2.1. Automatic Design Options Creation
With the aim to build a framework that automates design options creation for energy analysis, a relevant dataset had to be built as a first step. At the first stage, for energy analysis, the following parameters of a building were accounted for: window-to-wall ratio (WWR), shape of the building, rotation in plan, thermal characteristics of elements such as floor, walls and roof. Each parameter had a certain range of variations, thus for a complete analysis, each combination was considered. The general workflow of this step is presented in
Figure 1:
After having determined the range of parameters of interest at the first stage, each combination of these parameters was applied to an Autodesk Revit model one by one. This was done using Revit API and Python programming language: they together made it possible to interact with the authoring software through code. As combinations were applied, current state of the Revit model is saved in gbXML file format, where each gbXML file described the Revit model with a specific applied set of parameters from an energetic point of view. Therefore, the output of the second stage was a collection of gbXML files, with each file being a design option.
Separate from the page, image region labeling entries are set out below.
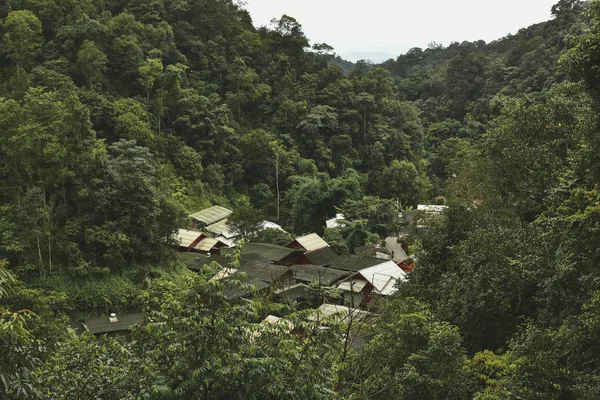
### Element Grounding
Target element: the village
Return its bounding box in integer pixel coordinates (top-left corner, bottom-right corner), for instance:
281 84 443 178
74 205 446 347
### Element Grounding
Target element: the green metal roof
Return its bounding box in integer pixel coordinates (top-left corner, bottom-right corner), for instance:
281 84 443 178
190 206 233 225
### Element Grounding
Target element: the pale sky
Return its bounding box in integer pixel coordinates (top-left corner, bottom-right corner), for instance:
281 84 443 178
242 0 558 62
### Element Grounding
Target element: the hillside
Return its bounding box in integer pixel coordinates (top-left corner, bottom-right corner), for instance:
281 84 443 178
0 0 600 399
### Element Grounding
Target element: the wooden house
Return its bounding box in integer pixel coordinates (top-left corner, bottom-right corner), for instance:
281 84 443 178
338 261 406 307
175 229 208 251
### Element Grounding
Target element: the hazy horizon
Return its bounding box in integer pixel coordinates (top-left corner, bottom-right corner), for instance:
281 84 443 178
243 0 558 62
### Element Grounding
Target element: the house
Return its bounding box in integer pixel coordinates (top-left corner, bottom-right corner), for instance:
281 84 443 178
285 233 329 252
417 204 448 214
175 229 207 251
354 244 392 260
206 219 238 239
329 253 388 272
222 242 303 265
385 236 408 264
290 264 351 286
177 253 231 271
83 313 146 335
223 273 270 300
308 304 375 322
258 220 285 232
238 261 296 288
325 213 345 229
273 283 308 302
190 206 233 228
194 237 228 255
298 247 339 266
338 261 406 307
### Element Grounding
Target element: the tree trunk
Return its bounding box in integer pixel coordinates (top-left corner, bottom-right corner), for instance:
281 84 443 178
275 160 280 222
35 235 43 277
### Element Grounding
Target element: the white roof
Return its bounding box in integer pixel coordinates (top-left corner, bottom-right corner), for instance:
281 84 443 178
190 206 233 225
194 238 219 251
206 219 238 239
417 204 448 214
209 268 237 281
175 229 203 247
325 213 344 228
259 220 285 232
215 235 238 247
358 261 406 296
385 236 408 263
307 304 374 321
338 279 368 293
294 233 329 251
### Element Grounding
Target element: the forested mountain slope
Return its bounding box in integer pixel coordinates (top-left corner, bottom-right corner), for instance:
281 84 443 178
0 0 600 399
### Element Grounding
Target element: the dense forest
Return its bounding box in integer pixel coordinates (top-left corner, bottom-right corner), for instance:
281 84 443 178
0 0 600 400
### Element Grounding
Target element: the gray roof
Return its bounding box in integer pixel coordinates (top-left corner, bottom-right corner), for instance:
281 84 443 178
190 206 233 225
273 283 308 300
304 247 339 265
242 243 303 261
330 253 389 272
223 275 270 300
238 261 290 283
177 252 231 271
287 233 329 251
290 265 350 286
385 237 408 263
85 313 146 334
At the third stage, to conduct energy analyses of this collection of data, these gbXML files were uploaded to Autodesk Green Building Studio using Dynamo, which is a part of the out of the box Revit and is a visual programming tool. The Dynamo package used was “Energy Analysis for Dynamo” [
35], which requires a list of gbXML files created earlier, and a Green Building Studio project ID, specified in the ProjectID node on
Figure 2. The ID can be found using GetProjectsList node from the package, given that a Green Building Studio project has already been created. Other than that, for Revit to be able to recognize the user, one must have logged in in the Revit environment with valid Autodesk credentials.
After this Dynamo script was run, each file was uploaded to Green Building Studio, and the energy analyses started automatically using DOE-2 engine. This concluded the third stage of the workflow.
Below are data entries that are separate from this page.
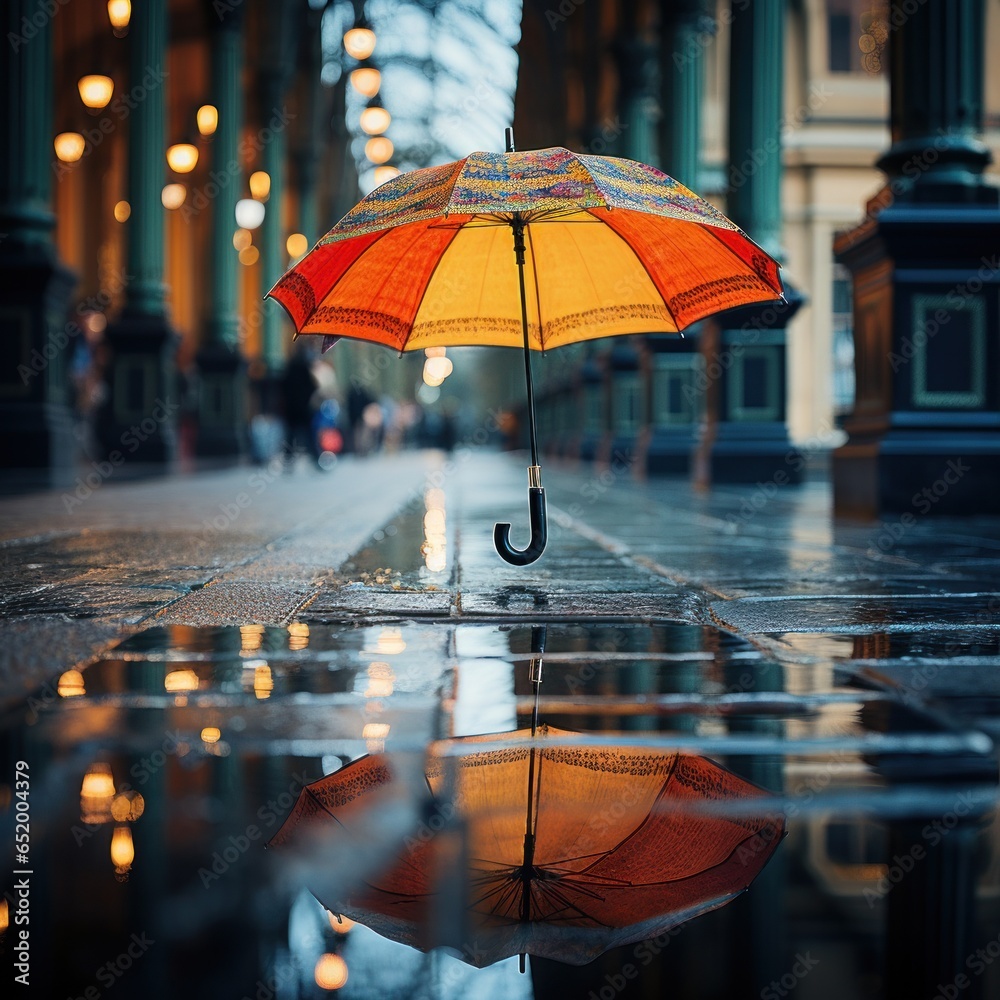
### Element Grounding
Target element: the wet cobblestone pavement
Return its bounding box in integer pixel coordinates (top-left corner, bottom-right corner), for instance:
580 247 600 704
0 449 1000 1000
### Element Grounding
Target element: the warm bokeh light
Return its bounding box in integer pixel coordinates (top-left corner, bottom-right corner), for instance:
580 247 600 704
240 624 264 653
344 28 375 60
285 233 309 257
236 198 265 229
360 104 392 135
249 170 271 201
365 135 396 163
349 66 382 97
288 622 309 652
52 132 87 163
163 668 198 694
80 761 115 823
167 142 198 174
423 358 444 387
314 952 347 990
56 670 87 698
361 722 389 753
108 0 132 31
253 663 274 701
160 184 187 210
375 165 399 187
195 104 219 135
424 358 455 385
111 826 135 875
327 912 354 934
111 790 146 823
77 73 115 111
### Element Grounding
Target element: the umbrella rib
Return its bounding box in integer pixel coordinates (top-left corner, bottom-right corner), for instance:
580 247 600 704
586 208 684 336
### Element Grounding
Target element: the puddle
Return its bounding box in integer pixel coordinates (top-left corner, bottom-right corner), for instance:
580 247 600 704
7 616 1000 1000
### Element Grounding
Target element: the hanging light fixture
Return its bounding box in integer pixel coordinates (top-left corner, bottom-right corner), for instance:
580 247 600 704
365 135 396 163
348 61 382 97
236 198 265 230
167 142 198 174
250 170 271 201
194 104 219 135
77 73 115 111
360 94 392 135
160 184 187 211
108 0 132 31
52 132 87 163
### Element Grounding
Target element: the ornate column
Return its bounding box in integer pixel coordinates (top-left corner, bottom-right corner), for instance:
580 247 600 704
0 0 79 485
637 0 715 475
195 6 247 457
833 0 1000 517
703 0 802 485
97 0 180 464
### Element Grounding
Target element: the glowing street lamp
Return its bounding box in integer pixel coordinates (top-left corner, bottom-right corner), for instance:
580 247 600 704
77 73 115 111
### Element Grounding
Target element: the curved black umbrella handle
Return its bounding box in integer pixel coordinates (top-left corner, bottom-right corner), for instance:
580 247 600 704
493 465 549 566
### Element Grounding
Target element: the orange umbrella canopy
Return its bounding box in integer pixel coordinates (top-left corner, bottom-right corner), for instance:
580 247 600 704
272 726 784 966
268 147 781 351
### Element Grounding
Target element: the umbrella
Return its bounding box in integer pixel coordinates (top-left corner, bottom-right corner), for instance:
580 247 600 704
268 129 781 566
271 726 783 966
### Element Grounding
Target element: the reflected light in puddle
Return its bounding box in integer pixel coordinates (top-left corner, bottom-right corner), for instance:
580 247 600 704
327 911 354 934
56 670 87 698
111 826 135 879
240 625 264 653
163 669 198 694
253 663 274 701
314 952 347 990
368 628 406 656
80 761 115 823
361 722 389 753
288 622 309 652
111 791 146 823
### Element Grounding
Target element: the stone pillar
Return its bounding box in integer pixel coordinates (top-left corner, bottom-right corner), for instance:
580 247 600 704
195 1 247 457
705 0 802 485
97 0 180 465
0 0 80 486
833 0 1000 518
637 0 714 475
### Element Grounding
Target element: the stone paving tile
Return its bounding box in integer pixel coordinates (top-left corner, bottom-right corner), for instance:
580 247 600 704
156 581 312 626
298 586 454 622
712 594 1000 634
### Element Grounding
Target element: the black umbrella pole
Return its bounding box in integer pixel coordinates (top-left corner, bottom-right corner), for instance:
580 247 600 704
493 215 549 566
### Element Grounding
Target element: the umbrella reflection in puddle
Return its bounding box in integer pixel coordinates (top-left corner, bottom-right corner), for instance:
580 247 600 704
271 640 784 967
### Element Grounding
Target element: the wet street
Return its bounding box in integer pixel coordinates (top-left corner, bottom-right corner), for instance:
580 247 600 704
0 447 1000 1000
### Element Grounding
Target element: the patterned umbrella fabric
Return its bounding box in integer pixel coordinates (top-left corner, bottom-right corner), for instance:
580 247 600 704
268 139 781 566
271 726 784 966
268 147 781 351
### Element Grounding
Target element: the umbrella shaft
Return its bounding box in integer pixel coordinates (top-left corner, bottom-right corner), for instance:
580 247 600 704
510 213 538 465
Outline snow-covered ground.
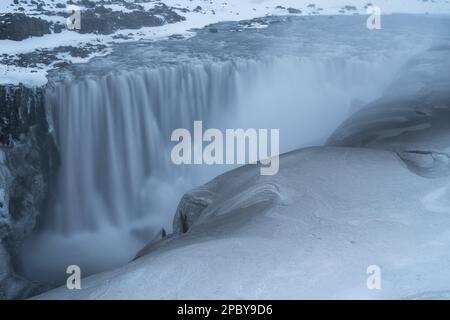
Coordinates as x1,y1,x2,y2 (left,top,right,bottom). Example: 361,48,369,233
37,147,450,299
0,0,450,86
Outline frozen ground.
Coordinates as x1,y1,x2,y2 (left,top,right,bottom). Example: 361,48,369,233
37,147,450,299
0,0,450,86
Upon completion of the analyses, additional design alternatives based on previous design options were created. The additional design alternatives accounted for different WWR ratios and they were accounted for by creating so-called “alternative runs” using browser automation technique (i.e., Selenium Python package). GBS offers a wide range of parameters to change in alternative runs; however in this case, advantage was taken only of assigning different WWR ratios, which added the last level complexity to the analysis. It is important to note, that windows added by GBS had a default R value of 0.5 . Analyses of added alternatives started automatically, and when completed, the results were downloaded from the website using built-in function of GBS that allowed us to download reports in Excel format. The results represented a set of Energy Use Intensity (EUI) values for each design alternative. EUI estimated how good or bad a model performed from energy consumption standpoint and was measured in . The obtained EUI values were the output for any given configuration considered and could be used as input to train an ANN that could then predict additional EUI values for not considered configurations.
2.2. Design Options Prediction through ANN
The body of an ANN can be thought of as a series of matrices with gradually decreasing size. To get a prediction of EUI, the input vector was multiplied by the first matrix, giving a vector that was in turn multiplied by the next matrix. This series of operations eventually led to a single number, which was the EUI prediction. Conceptually, just described ANN could be represented as in
Figure 3:
Initially randomly generated values of the matrices got updated based on partial derivative of so-called loss function used to assess predictions after each iteration described above. This ensured that the prediction came closer to the ground truth value after each iteration. This process was called training of a neural network, where each neuron performed a weighted sum of the x values representing the input vector. By tuning the weights of the neuron w, each of of them was capable of fitting well only data with linear correlation, but if they were stuck atop each other, they formed a powerful system capable of fitting quite complex data, which was indeed this case.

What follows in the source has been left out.